US cyber firm denies claim it breached Chinese military hackers

US cyber firm denies claim it breached Chinese military hackers
© Getty Images

Cybersecurity firm FireEye is pushing back on New York Times reporter David Sanger’s new book for claiming the company’s subsidiary hacked into web cameras used by hackers working for the Chinese government, describing one passage as a “serious mischaracterization” of the company’s investigative work. 

Sanger’s book, “The Perfect Weapon: War, Sabotage, and Fear in the Cyber Age,” alleges that cyber firm Mandiant breached laptops belonging to the Chinese hackers and activated their cameras to track them as part of the company’s work to link cyber-espionage activities to the Chinese group, known as APT1.


On Monday, FireEye, which purchased Mandiant in early 2014, alleged that Sanger mischaracterized the firm’s investigative efforts, stating that the company does not engage in nor endorse “hack back” techniques.

“Mr.
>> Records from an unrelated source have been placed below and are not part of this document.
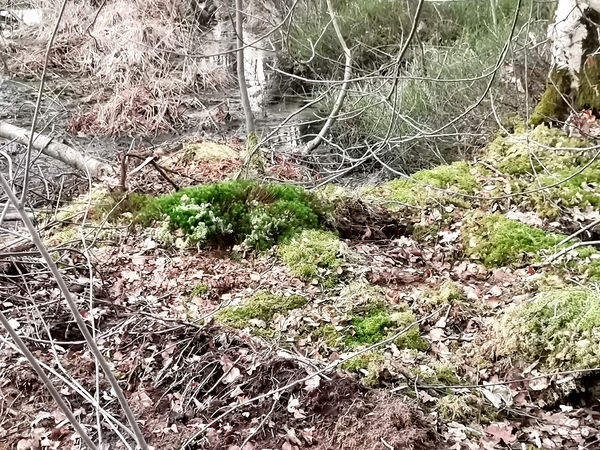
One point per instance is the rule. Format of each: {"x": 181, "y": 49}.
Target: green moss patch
{"x": 447, "y": 293}
{"x": 458, "y": 177}
{"x": 498, "y": 241}
{"x": 378, "y": 324}
{"x": 553, "y": 106}
{"x": 200, "y": 289}
{"x": 561, "y": 327}
{"x": 241, "y": 211}
{"x": 313, "y": 253}
{"x": 263, "y": 306}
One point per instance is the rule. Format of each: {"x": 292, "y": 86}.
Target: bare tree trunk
{"x": 239, "y": 24}
{"x": 575, "y": 75}
{"x": 56, "y": 150}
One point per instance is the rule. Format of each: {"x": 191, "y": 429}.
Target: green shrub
{"x": 313, "y": 252}
{"x": 455, "y": 41}
{"x": 561, "y": 327}
{"x": 499, "y": 241}
{"x": 241, "y": 211}
{"x": 456, "y": 177}
{"x": 262, "y": 306}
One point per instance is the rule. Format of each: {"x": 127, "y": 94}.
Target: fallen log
{"x": 56, "y": 150}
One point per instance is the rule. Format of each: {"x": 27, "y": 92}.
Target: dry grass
{"x": 133, "y": 50}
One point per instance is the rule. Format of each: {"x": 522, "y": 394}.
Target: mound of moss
{"x": 313, "y": 253}
{"x": 263, "y": 306}
{"x": 561, "y": 327}
{"x": 456, "y": 177}
{"x": 378, "y": 324}
{"x": 498, "y": 241}
{"x": 241, "y": 211}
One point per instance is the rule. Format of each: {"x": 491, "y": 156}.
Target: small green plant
{"x": 499, "y": 241}
{"x": 561, "y": 327}
{"x": 200, "y": 289}
{"x": 438, "y": 374}
{"x": 377, "y": 325}
{"x": 459, "y": 408}
{"x": 262, "y": 306}
{"x": 313, "y": 253}
{"x": 241, "y": 211}
{"x": 371, "y": 362}
{"x": 411, "y": 339}
{"x": 446, "y": 293}
{"x": 329, "y": 334}
{"x": 456, "y": 177}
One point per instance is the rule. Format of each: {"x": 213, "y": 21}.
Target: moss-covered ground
{"x": 471, "y": 265}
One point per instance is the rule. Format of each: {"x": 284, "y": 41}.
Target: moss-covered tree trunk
{"x": 574, "y": 80}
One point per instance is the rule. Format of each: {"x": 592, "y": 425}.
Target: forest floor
{"x": 475, "y": 326}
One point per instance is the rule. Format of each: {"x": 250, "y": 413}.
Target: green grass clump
{"x": 200, "y": 289}
{"x": 447, "y": 293}
{"x": 412, "y": 338}
{"x": 241, "y": 211}
{"x": 499, "y": 241}
{"x": 439, "y": 374}
{"x": 459, "y": 408}
{"x": 374, "y": 327}
{"x": 312, "y": 253}
{"x": 329, "y": 334}
{"x": 561, "y": 327}
{"x": 457, "y": 177}
{"x": 262, "y": 306}
{"x": 377, "y": 325}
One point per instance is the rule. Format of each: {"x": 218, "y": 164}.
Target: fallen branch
{"x": 567, "y": 250}
{"x": 56, "y": 150}
{"x": 327, "y": 368}
{"x": 314, "y": 143}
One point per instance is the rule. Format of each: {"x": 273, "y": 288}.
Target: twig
{"x": 260, "y": 425}
{"x": 567, "y": 250}
{"x": 577, "y": 233}
{"x": 47, "y": 382}
{"x": 239, "y": 26}
{"x": 314, "y": 143}
{"x": 38, "y": 103}
{"x": 331, "y": 366}
{"x": 503, "y": 383}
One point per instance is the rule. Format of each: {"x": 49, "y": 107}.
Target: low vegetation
{"x": 314, "y": 254}
{"x": 498, "y": 241}
{"x": 262, "y": 307}
{"x": 233, "y": 212}
{"x": 560, "y": 327}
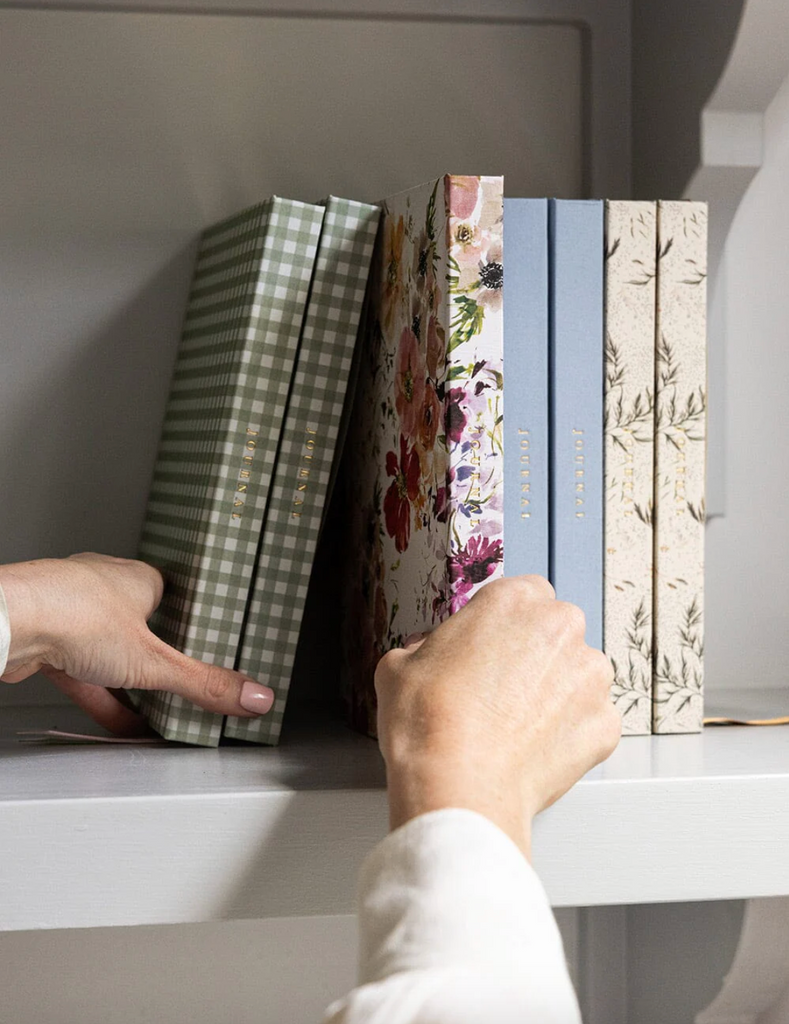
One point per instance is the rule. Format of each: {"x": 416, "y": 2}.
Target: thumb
{"x": 220, "y": 690}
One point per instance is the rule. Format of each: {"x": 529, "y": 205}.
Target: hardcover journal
{"x": 423, "y": 467}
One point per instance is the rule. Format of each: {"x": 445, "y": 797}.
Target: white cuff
{"x": 461, "y": 892}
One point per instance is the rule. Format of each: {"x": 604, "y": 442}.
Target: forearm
{"x": 455, "y": 929}
{"x": 426, "y": 783}
{"x": 29, "y": 626}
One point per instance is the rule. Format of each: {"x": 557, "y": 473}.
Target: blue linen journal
{"x": 526, "y": 455}
{"x": 576, "y": 407}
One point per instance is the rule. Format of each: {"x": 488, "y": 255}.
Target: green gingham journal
{"x": 304, "y": 465}
{"x": 220, "y": 436}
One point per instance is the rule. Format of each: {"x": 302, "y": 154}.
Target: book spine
{"x": 576, "y": 408}
{"x": 629, "y": 453}
{"x": 474, "y": 385}
{"x": 221, "y": 435}
{"x": 303, "y": 469}
{"x": 525, "y": 355}
{"x": 680, "y": 467}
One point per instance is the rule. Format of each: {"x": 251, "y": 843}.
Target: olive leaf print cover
{"x": 423, "y": 465}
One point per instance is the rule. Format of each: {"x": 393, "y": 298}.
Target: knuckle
{"x": 611, "y": 730}
{"x": 601, "y": 669}
{"x": 570, "y": 619}
{"x": 214, "y": 685}
{"x": 539, "y": 586}
{"x": 389, "y": 666}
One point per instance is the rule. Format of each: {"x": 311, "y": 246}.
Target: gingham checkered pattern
{"x": 304, "y": 465}
{"x": 233, "y": 372}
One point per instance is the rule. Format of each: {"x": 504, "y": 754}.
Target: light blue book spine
{"x": 526, "y": 345}
{"x": 576, "y": 407}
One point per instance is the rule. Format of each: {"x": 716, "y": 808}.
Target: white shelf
{"x": 128, "y": 836}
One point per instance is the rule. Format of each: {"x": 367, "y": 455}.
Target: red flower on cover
{"x": 429, "y": 420}
{"x": 455, "y": 419}
{"x": 471, "y": 565}
{"x": 409, "y": 384}
{"x": 402, "y": 491}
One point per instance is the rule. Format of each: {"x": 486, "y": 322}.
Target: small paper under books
{"x": 423, "y": 468}
{"x": 629, "y": 456}
{"x": 220, "y": 437}
{"x": 680, "y": 467}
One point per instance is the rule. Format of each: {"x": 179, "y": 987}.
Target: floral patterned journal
{"x": 422, "y": 476}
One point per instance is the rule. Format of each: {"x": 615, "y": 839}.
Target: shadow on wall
{"x": 89, "y": 334}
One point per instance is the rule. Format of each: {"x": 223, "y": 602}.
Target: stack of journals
{"x": 555, "y": 426}
{"x": 247, "y": 445}
{"x": 595, "y": 477}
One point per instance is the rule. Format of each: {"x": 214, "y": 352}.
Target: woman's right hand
{"x": 500, "y": 710}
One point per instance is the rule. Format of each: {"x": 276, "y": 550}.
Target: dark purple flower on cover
{"x": 440, "y": 505}
{"x": 454, "y": 417}
{"x": 471, "y": 565}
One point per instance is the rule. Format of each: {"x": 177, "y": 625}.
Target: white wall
{"x": 748, "y": 550}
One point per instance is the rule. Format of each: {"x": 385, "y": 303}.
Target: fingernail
{"x": 256, "y": 698}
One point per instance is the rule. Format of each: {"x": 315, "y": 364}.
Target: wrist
{"x": 436, "y": 782}
{"x": 32, "y": 639}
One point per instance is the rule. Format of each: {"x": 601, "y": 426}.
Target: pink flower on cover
{"x": 454, "y": 417}
{"x": 464, "y": 193}
{"x": 471, "y": 565}
{"x": 436, "y": 346}
{"x": 402, "y": 491}
{"x": 409, "y": 384}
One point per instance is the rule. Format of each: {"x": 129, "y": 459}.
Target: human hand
{"x": 82, "y": 622}
{"x": 500, "y": 710}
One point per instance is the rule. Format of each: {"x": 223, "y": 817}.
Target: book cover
{"x": 681, "y": 383}
{"x": 220, "y": 435}
{"x": 576, "y": 408}
{"x": 303, "y": 469}
{"x": 526, "y": 346}
{"x": 423, "y": 470}
{"x": 629, "y": 455}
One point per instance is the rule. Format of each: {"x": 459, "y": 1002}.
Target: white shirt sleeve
{"x": 5, "y": 632}
{"x": 455, "y": 928}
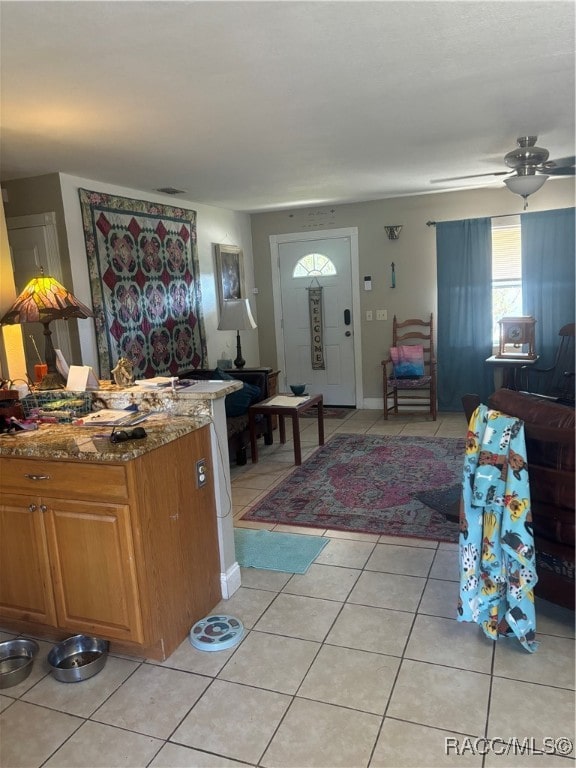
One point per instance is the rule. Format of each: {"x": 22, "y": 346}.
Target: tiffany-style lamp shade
{"x": 236, "y": 316}
{"x": 45, "y": 299}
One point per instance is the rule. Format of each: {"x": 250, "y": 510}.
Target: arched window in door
{"x": 314, "y": 265}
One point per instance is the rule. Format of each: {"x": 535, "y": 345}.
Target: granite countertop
{"x": 92, "y": 444}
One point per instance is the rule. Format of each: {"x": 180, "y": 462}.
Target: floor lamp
{"x": 236, "y": 315}
{"x": 44, "y": 299}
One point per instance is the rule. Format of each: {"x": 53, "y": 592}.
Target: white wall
{"x": 213, "y": 225}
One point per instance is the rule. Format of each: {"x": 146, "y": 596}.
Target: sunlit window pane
{"x": 314, "y": 265}
{"x": 506, "y": 274}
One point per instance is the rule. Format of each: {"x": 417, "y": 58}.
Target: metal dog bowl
{"x": 16, "y": 660}
{"x": 78, "y": 658}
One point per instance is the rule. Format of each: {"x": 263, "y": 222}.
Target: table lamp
{"x": 45, "y": 299}
{"x": 236, "y": 315}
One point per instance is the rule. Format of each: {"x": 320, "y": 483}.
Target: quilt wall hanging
{"x": 145, "y": 284}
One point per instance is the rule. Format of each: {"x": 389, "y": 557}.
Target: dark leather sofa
{"x": 549, "y": 433}
{"x": 237, "y": 426}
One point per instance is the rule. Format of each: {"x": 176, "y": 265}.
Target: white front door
{"x": 309, "y": 261}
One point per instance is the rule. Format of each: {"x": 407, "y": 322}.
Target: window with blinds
{"x": 506, "y": 272}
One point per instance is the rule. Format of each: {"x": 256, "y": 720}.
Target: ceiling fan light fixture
{"x": 525, "y": 185}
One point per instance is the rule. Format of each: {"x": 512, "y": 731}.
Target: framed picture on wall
{"x": 229, "y": 273}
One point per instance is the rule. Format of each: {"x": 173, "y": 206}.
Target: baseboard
{"x": 230, "y": 581}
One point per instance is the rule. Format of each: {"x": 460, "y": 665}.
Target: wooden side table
{"x": 280, "y": 406}
{"x": 511, "y": 369}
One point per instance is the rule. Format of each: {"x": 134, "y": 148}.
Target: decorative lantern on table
{"x": 517, "y": 338}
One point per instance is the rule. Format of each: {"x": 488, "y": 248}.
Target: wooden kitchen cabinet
{"x": 124, "y": 551}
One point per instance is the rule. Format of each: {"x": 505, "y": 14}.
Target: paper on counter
{"x": 111, "y": 418}
{"x": 157, "y": 381}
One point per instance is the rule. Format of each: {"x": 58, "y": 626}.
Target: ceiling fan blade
{"x": 565, "y": 171}
{"x": 473, "y": 176}
{"x": 563, "y": 166}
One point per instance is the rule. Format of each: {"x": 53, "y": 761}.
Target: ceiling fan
{"x": 529, "y": 166}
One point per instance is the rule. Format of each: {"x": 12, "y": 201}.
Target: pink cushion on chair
{"x": 408, "y": 361}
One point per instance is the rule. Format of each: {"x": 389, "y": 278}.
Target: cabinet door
{"x": 25, "y": 580}
{"x": 92, "y": 559}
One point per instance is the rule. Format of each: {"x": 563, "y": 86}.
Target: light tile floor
{"x": 330, "y": 672}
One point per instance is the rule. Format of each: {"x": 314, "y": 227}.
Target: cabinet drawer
{"x": 100, "y": 482}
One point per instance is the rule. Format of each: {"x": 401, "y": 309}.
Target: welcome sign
{"x": 316, "y": 330}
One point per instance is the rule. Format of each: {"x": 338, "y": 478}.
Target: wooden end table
{"x": 280, "y": 406}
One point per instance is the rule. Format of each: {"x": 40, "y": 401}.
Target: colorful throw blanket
{"x": 497, "y": 560}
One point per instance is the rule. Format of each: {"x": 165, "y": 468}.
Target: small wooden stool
{"x": 280, "y": 406}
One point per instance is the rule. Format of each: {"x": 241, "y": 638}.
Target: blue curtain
{"x": 548, "y": 256}
{"x": 464, "y": 273}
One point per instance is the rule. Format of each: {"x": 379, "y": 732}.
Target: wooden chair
{"x": 416, "y": 389}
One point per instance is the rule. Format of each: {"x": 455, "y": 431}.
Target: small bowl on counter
{"x": 78, "y": 658}
{"x": 16, "y": 660}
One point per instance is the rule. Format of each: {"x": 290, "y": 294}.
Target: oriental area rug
{"x": 370, "y": 484}
{"x": 145, "y": 284}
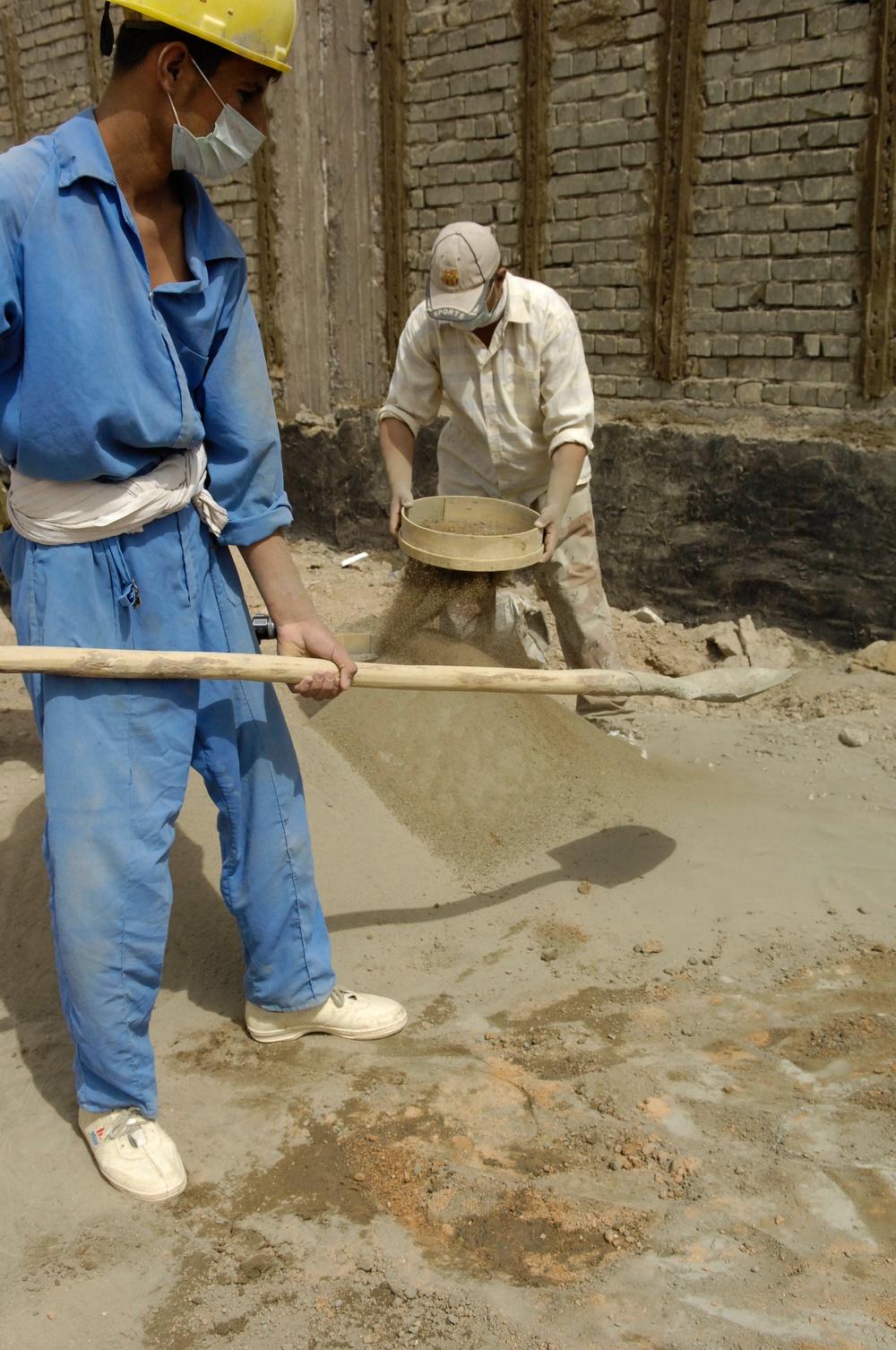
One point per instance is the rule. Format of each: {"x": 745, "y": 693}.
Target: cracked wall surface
{"x": 709, "y": 184}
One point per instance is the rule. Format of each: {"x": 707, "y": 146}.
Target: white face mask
{"x": 483, "y": 316}
{"x": 228, "y": 146}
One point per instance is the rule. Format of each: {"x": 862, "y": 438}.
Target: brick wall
{"x": 775, "y": 277}
{"x": 461, "y": 122}
{"x": 602, "y": 141}
{"x": 773, "y": 274}
{"x": 773, "y": 281}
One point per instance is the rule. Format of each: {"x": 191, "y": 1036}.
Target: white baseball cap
{"x": 464, "y": 261}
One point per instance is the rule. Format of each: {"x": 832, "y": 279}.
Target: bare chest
{"x": 162, "y": 237}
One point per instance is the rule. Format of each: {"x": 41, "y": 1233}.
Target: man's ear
{"x": 172, "y": 64}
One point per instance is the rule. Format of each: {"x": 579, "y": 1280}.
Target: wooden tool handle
{"x": 98, "y": 663}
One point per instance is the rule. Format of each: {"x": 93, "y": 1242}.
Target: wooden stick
{"x": 98, "y": 663}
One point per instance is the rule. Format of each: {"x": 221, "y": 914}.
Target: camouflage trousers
{"x": 573, "y": 587}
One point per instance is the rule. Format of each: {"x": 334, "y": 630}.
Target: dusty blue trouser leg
{"x": 116, "y": 759}
{"x": 246, "y": 755}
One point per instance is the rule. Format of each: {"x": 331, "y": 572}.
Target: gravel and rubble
{"x": 648, "y": 1087}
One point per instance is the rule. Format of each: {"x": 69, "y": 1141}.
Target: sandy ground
{"x": 648, "y": 1088}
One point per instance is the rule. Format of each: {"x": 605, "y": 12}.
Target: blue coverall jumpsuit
{"x": 101, "y": 376}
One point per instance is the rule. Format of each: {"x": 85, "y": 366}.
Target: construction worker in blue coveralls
{"x": 138, "y": 424}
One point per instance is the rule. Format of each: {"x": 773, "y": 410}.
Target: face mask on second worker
{"x": 228, "y": 146}
{"x": 483, "y": 315}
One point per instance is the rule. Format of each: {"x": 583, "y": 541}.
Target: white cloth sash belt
{"x": 77, "y": 514}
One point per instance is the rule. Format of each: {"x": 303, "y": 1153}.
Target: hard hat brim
{"x": 197, "y": 30}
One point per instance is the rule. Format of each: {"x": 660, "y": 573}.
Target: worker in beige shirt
{"x": 504, "y": 357}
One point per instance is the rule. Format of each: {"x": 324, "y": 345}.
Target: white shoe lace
{"x": 128, "y": 1123}
{"x": 339, "y": 995}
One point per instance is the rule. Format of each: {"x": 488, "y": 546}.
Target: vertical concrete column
{"x": 96, "y": 74}
{"x": 535, "y": 101}
{"x": 320, "y": 284}
{"x": 390, "y": 46}
{"x": 879, "y": 320}
{"x": 13, "y": 63}
{"x": 296, "y": 280}
{"x": 680, "y": 115}
{"x": 351, "y": 168}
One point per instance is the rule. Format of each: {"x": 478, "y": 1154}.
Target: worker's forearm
{"x": 565, "y": 467}
{"x": 397, "y": 448}
{"x": 277, "y": 578}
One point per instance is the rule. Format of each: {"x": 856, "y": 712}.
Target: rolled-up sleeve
{"x": 567, "y": 397}
{"x": 242, "y": 437}
{"x": 415, "y": 392}
{"x": 10, "y": 285}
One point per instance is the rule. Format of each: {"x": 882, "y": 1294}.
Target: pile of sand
{"x": 490, "y": 778}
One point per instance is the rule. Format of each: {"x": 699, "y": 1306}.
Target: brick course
{"x": 773, "y": 275}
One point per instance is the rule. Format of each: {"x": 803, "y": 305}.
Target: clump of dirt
{"x": 424, "y": 595}
{"x": 461, "y": 527}
{"x": 488, "y": 778}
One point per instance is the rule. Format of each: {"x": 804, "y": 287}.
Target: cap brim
{"x": 443, "y": 304}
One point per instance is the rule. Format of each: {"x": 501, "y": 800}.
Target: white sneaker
{"x": 133, "y": 1153}
{"x": 359, "y": 1017}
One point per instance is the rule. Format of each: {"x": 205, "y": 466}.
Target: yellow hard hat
{"x": 261, "y": 30}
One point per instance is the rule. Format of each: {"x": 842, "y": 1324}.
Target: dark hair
{"x": 135, "y": 40}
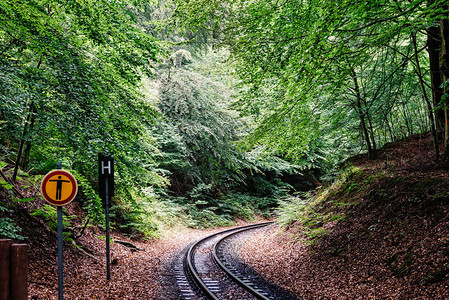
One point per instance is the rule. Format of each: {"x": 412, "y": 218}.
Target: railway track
{"x": 207, "y": 272}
Sanger's description of how Mandiant obtained some of the evidence underlying APT1 has resulted in a serious mischaracterization of our investigative efforts,” FireEye said a statement.

“We did not do this, nor have we ever done this,” the firm said. “To state this unequivocally, Mandiant did not employ ‘hack back’ techniques as part of investigation of APT1, does not ‘hack back’ in our incident response practice, and does not endorse the practice of ‘hacking back.’”

In an excerpt highlighted by Johns Hopkins University professor Thomas Rid, Sanger writes of investigators working for Kevin Mandia, now FireEye’s CEO: “As soon as they detected Chinese hackers breaking into the private networks of some of their clients – mostly Fortune 500 companies –Mandia’s investigators reached back through the network to activate the cameras on the hackers’ own laptops. They could see their keystrokes while actually watching them at their desks.”

Sanger also claims he viewed footage of the hackers via the hacked cameras. 

“One day I sat next to some of Mandia’s team, watching the Unit 61398 hacking corps at work; it was a remarkable sight,” Sanger wrote. “My previous mental image of [People's Liberation Army] officers was a bunch of stiff old generals sitting around in uniforms with epaulets, reminiscing about the glory days with Mao. But these guys were wearing leather jackets or just undershirts, and probably saw Mao only if they visited his mausoleum in Tiananmen Square.” 

FireEye suggested Monday that Sanger may have mistakenly concluded that the company breached the hackers’ computers while viewing videos the company compiled showing hackers interacting with malware command and control servers. Those clips, the company said, were made through consensual network monitoring of the company’s infected clients. One of the videos was made public in 2013, when Mandiant released its report exposing the cyber espionage group’s activity.

“To someone observing this video ‘over the shoulder’ of one of our investigators, it could appear as live system monitoring,” FireEye said Monday. “Nevertheless, Mandiant did not create these videos through ‘hacking back’ or any hacking activity. All of these videos were made through information obtained via consensual security monitoring on behalf of victim companies that were compromised.”

The video referenced by FireEye contains no real-time images of hackers wearing “leather jackets” or "undershirts."

In a statement responding to FireEye later Monday, Sanger said that it wasn't his understanding that Mandiant was able to track the hackers as a result of "consensual monitoring" when he engaged with the firm to inform his reporting, but that in hindsight it is a "reasonable explanation" for the information they were able to access.

"Mandiant gave us extraordinary access to their investigation as we were preparing to write about Unit 61398 in late 2012, and the result was our story in the Times, and the company's report, in February, 2013. I spent considerable time with their investigators, and saw the images of the hackers as described in 'The Perfect Weapon,'" Sanger said.

"Mandiant now says that all those images came from 'consensual monitoring' -- in other words, that everything they received, from code to message traffic to imagery, was visible because the hackers themselves were transmitting them in the course of breaking into the systems owned by Mandiant's clients," Sanger continued. "While that wasn't my understanding at the time, passive monitoring is reasonable explanation of how the company came to link the hacks to specific individuals, several of whom have since been indicted by the United States."

In 2013, Mandiant released its unprecedented report exposing a multi-year cyberattack campaign by Chinese espionage group APT1. FireEye acquired Mandiant for about $1 billion at the beginning of 2014.

Sanger’s book, which was released last week, delves into major cyberattacks that have impacted geopolitics in recent years.

This story was updated at 6:29 p.m. to reflect comment from David Sanger.